Du Boisʼs second wife, Shirley Graham, wrote about attending Yolandeʼs funeral in Great Barrington. The Springfield Republican for March 22, 1961, confirms the Rev. Frank Crook of First Congregational Church presided at the funeral, “burial was in the family plot in Mahaiwe Cemetery, and Stevens Funeral Home was in charge.”
Du Boisʼs mother, Mary Silvina Burghardt Du Bois (1831-1885), is buried in Mahaiwe Cemetery, her grave unmarked as well. The family of W.E.B.ʼs generation are in a plot on the north side of the cemetery; his grandparents and others are on the south side, where itʼs likely Mary was interred.
Family, and Great Barrington, were important to W.E.B. Du Bois, the internationally known educator, writer, sociologist and agitator for equal rights.

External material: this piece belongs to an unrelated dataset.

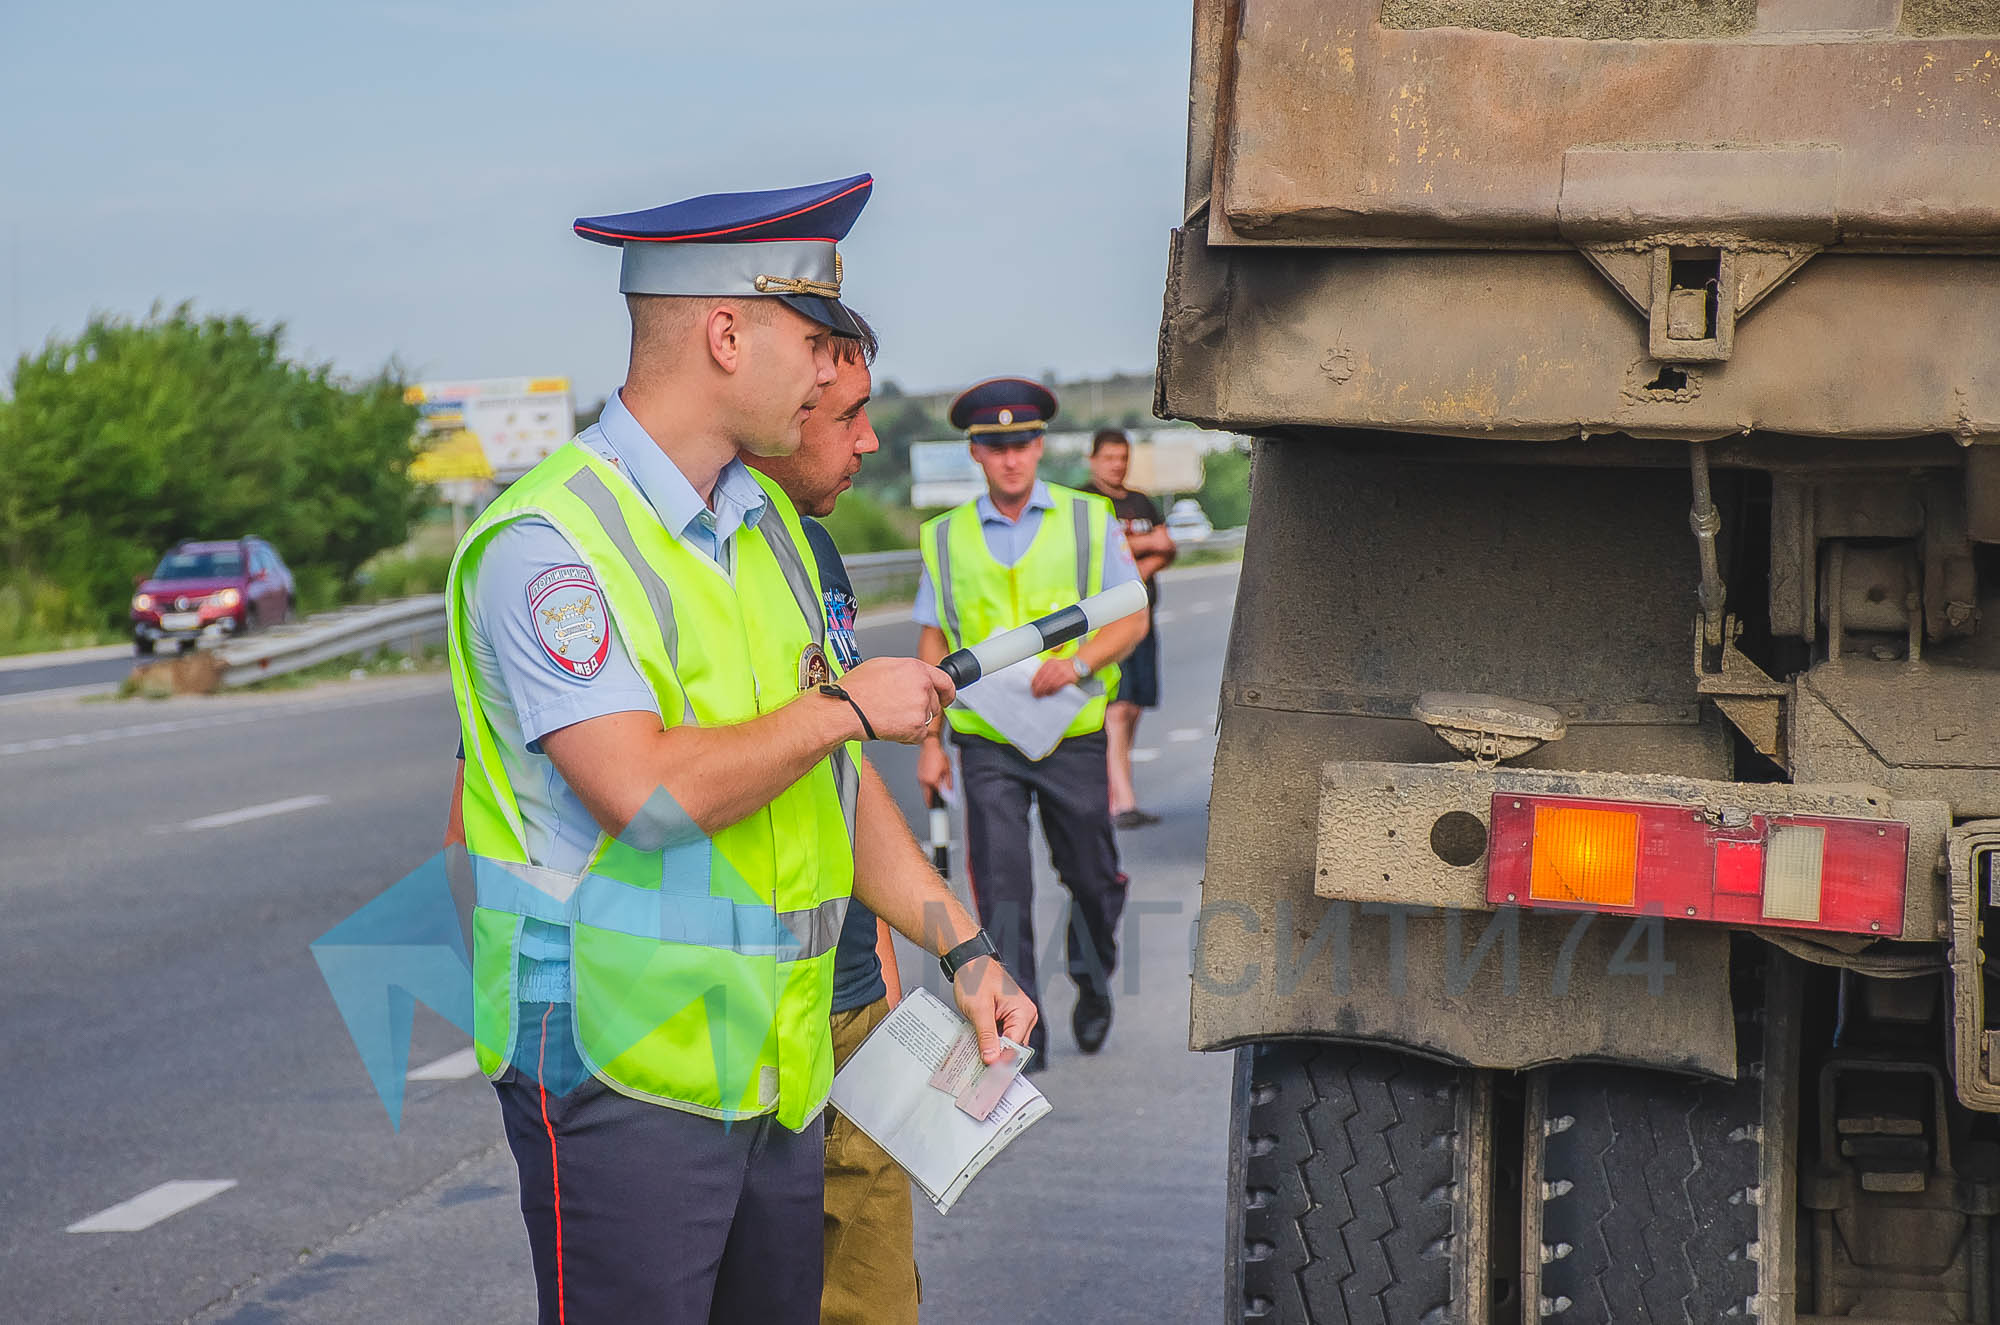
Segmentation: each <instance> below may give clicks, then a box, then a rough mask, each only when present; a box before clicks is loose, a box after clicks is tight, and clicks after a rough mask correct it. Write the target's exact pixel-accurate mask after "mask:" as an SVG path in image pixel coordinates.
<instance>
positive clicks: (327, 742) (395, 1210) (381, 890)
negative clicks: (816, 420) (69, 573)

He returned to Great Barrington off and on all through his life, including a troubling visit in the early 1950s when he had to sell his grandfatherʼs homestead — the place he had hoped to make into a summer retreat. Friends at the NAACP had given it to him as a gift on his 60th birthday in 1928.
The Du Bois children were both born in Great Barrington. Father Du Bois, teaching at Atlanta University in 1897, was fearful of the violent racial climate there so sent his pregnant wife to Great Barrington to stay with his Uncle Jim. Burghardt was born Oct. 2. He died May 24, 1899, of diphtheria.
Nina came to Great Barrington again for the birth of daughter Yolande Oct. 21, 1900. Mother and daughter returned in 1906, during the Atlanta race riots, when Yolande may have attended Bryant School. W.E.B. visited mother and daughter here.
Du Bois, a formal, at times prickly man, seems to have communicated best by letter. There are dozens of letters to Yolande in the Credo online archive at UMass. In one, sent in 1907 when Yolande was in Great Barrington, he inquired of his daughter, “How do you like sliding downhill. Pap used to slide down hills when he was a little boy and used to think that it was great fun.”
In 1921, Yolande as a student at Fisk University wrote an oh-so-typical plea to her parents: “I received your letter on Friday, but waited til today to answer as I wished to enclose my bill. I just got it today and remember that this is the end of a quarter, and if it isnʼt paid by March 11th Iʼll be out of school…”
As years went on, Yolande went through a failed marriage, started her own family, became a school teacher, even hosted her parents in her Baltimore home for an extended time. Du Bois had a hard time expressing a compliment to her in a 1926 letter: “I was having tea with Mr. [Joel] Spingarn the other day. He said he had heard that you were ʻjust the daughter that Dr. Du Bois ought to have.ʼ I told him he was pretty nearly right.”
In a letter in 1958, aged father told daughter: “Well, I have been busy, sick, well, and moving over half the earth. I knew of course that a journey like this was a risk at my age, but after all at 90 anything is a risk and I decided that just to sit home and wait for death was no greater risk than traveling among friends and well-wishers.” He admitted his activities had come to dominate his life, even as he was 90 years old. He ended, “Greet Arthur the husband and to you all my love!”
Arthur McFarlane will deliver the 19th annual Du Bois Lecture at UMass on Feb. 26 then the next day he will come to Great Barrington where Randy F. Weinstein of the Du Bois Center, Professor Frances Jones-Sneed of Mass College of Liberal Arts, author Scott Christianson and others will show him highlights of the town. From 6 to 7:45 p. m. the evening of Feb. 27, he will speak at First Congregational Church (very appropriate, as his great-great-grandmother was a member). The public is invited.
McFarlane was born in Harlem, the son of Du Bois Williams and Arthur E. McFarlane. He was educated at the State University of New York at Brockport and the University of Colorado at Boulder and for the last quarter century has been a statistical analyst and manager with the Colorado Department of Public Health and environment. This, as I understand, is his first venture to New England. Come say hello.